Updated: Nov 1
In teaching self-defense, there is a great fear of giving students false confidence. We do not want our students to believe they can use skills they do not have and put themselves in danger.
Many self-defense seminars do a terrible job of this, especially those directed at women. I understand why such seminars have a bad reputation in the martial arts world.
However, we need to be realistic and realize that not everyone will be able to devote years to training Muay Thai or Brazilian Ju Jitsu. We must find ways of bringing simple self-defense techniques to the general population in a more limited time frame.
I try to balance the two. While I hold two-hour self-defense seminars, I hope the people in the class will taste the joy of training and want more. I try to boil down the principles I teach to be effective and efficient, focusing on de-escalation, awareness, and asserting boundaries.
When I work on strikes and escapes, I don’t allow students to feel that this will be easy to overcome if it happens in real life. My classes require students to train realistically under pressure, never allowing them to become comfortable.
I always work to make drills simulate attacks as realistically as safely possible so that they understand that using self-defense will be difficult and they must give everything they have for it.
I am also honest with students about how dangerous specific techniques are and how they need to accept that they are attempting them because their other choice is damage or death and that it will not be like the movies. If they try a knife disarm, there’s a very high probability they will get cut. However, as teachers, we cannot be so afraid to give our students false confidence that we crush their spirits or make them fearful of the world.
Self-defense must be taught rationally and factually. While we may be at the wrong place at the wrong time and encounter terrorism or violent crime, much of the dangers we face can be avoided by staying aware and using common sense. We can turn down the music on our Ipods so we can hear the world around us. We can plan our route to avoid areas we know are more dangerous. We can feel warning signs when our gut instincts tell us we are no longer safe, and we can act accordingly. These principles can be taught in a short amount of time and can save many lives.
Sometimes, basic security measures could have prevented even the most terrible incidents. The 1972 Munich Olympics Massacre was one of the most horrifying events in sports history. For twenty hours, Israeli athletes were held hostage by terrorists who had infiltrated the Olympic village. Sadly, after a failed rescue attempt, all eleven were brutally murdered.
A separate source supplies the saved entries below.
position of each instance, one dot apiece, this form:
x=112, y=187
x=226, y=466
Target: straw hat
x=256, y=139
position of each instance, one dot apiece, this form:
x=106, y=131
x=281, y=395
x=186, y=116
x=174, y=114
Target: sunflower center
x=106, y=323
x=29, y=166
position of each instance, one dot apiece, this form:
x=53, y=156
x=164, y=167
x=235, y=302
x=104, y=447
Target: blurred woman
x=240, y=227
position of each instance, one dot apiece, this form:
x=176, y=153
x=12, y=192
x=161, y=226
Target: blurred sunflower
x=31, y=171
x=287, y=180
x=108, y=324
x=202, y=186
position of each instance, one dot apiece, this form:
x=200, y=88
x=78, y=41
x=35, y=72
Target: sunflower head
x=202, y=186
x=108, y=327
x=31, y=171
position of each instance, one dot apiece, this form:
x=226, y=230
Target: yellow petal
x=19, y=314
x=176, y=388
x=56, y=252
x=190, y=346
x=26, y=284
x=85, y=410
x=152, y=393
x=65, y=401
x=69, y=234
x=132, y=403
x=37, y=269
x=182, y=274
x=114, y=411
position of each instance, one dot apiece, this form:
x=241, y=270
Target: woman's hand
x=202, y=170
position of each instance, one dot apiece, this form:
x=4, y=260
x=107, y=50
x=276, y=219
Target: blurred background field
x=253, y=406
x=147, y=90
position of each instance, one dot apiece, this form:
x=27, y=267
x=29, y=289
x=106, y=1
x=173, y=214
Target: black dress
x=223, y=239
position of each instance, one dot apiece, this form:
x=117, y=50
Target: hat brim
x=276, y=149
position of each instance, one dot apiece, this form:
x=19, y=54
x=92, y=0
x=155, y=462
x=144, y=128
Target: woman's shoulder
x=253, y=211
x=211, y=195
This attack succeeded not because the terrorists were exceptionally clever but because of the failure of the Munich Police to demonstrate situational awareness and common sense security tactics. To discuss all of the security failings of the 1972 Olympics will be a feature-length article of its own, but here are the major mistakes in brief and the principle behind them.
●Munich police were stripped of their authoritative uniform and dressed like retirees jogging around the park.
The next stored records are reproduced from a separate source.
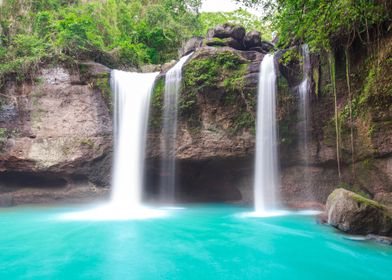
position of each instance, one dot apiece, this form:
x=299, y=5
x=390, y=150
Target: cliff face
x=216, y=138
x=56, y=135
x=56, y=132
●Munich Police were not armed with weapons, including a personal protection side-arm weapon like a pistol. They could not use force to back up their authority.
●The fences around the Olympic village lacked basic security. Athletes routinely climbed the fence without consequences, and the police never stopped them. No IDs were required. The terrorists themselves were able to easily able to get in. Drunk athletes helped in half, and the other half could walk through an unguarded gate and climb over using a stool left behind by the guards.
The terrorists had cased the area and knew they had a soft target. There was no deterrence blocking them; therefore, they didn’t hesitate to strike.
Had the terrorists know that the gates were manned by uniformed armed guards who would have arrested them, backing up their authority with force?
Imagine if any attempt to climb the walls would have sounded the alarm and locked down the buildings. Eleven lives would have been saved. All of those principles are ones I could cover in a two-hour seminar with time to spare.
We may not be able to teach our students how to survive every single violent crime. But we can teach them how to walk with confidence and not look like easy victims.
We can teach them how to be aware of the world around them. We can teach them how to maintain boundaries and how to spot danger. We can teach them how to deter many predators in our society who are seeking soft targets and easy victims.
This will save them from many of the most common forms of violence. It may save them from some more uncommon and terrifying ones.